Censoring his past

09 Jan 2015

Posted by naomi

What better way to start off the New Year than with a trip to Harvard Theatre Collection to uncover disappointed love, drunken antics, and disputed records?

Through some heavy etching out and repeating letter forms over the initial text, lengthy sections of the diary have been redacted by Harry. What do these passages concern? Chiefly his love life, bouts of excessive drinking, and disputes surrounding authorship of his plays, and these alterations show Harry's awareness of future readers.

In April 1849, the first series of heavily deleted passages appear. Spread over the ensuing four months, these sections tell the story of Harry Watkins's first recorded love: Maria. In a number of entries, he records how they kiss, how he proposes and waits patiently for her reply, how she writes declining his proposal saying she has heard he has spoken poorly of her, and then how he learns she has married someone else. Through all this, Harry's passionate love and bitter disappointment are captured in striking language. Or at least they were, before Harry sought to obscure them.

Two heavily redacted portions concern Harry's relationship with alcohol. As Harry became known for his portrayal of Edward Middleton in The Drunkard, he also advocated for temperance and frequently criticized actors for their behavior on and off stage after consuming excessive amounts of alcohol. Yet on 20th September 1852, Harry records how he drank so much his speech was slurred and his stomach was "unable to carry its load," forcing him to leave. At a later date, he returned to passages like this and redacted them.

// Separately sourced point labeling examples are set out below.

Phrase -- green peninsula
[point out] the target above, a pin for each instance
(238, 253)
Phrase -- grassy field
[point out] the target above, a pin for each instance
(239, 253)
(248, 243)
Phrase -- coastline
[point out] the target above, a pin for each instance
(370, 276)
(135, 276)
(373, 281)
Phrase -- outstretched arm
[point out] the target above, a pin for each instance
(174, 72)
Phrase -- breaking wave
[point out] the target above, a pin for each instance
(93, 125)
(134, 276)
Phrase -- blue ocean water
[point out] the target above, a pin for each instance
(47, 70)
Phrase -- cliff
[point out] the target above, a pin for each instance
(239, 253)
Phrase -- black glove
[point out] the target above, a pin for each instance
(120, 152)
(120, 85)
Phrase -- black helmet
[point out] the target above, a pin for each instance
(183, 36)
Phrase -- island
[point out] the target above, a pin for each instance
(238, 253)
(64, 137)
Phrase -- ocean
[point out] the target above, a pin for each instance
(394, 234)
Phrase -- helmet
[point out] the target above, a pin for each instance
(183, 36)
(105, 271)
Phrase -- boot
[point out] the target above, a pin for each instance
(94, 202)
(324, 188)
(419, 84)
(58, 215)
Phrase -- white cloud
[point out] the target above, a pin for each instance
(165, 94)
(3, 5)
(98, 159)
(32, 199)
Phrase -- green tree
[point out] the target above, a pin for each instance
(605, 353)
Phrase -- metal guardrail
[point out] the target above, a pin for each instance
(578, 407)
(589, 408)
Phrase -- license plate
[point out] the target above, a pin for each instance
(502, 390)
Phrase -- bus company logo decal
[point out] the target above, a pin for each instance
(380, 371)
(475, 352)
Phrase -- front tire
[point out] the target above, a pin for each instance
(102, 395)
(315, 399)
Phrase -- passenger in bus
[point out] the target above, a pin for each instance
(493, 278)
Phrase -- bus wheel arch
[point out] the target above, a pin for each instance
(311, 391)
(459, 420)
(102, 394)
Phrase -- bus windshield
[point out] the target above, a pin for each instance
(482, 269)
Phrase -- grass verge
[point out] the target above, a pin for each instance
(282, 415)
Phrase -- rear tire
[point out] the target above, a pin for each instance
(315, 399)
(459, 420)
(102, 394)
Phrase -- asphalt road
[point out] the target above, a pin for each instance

In 1850 and 1851, there are a series of deletions accompanied by inserted pages that clarify (or correct?) who was the true author of both Harry Burnham, and a play called variously Heart of the World, Nature's Nobleman, and Ship's Carpenter. The deleted passages either neglect to mention the author or have him as co-author, while the additions record him as the sole author.

These redacted portions illustrate Harry's awareness of future readers of his diary. While he might not have imagined it being read in this way, his careful removal of sensitive portions related to love, drinking, and authorship show a concern for how he might be perceived and what the record would show. What Harry was thinking when writing his diary will never be known to us (did he hope to see it published one day?), but snippets like this reveal he was at least aware of possible readers and desired to preserve a more positive version of himself for posterity.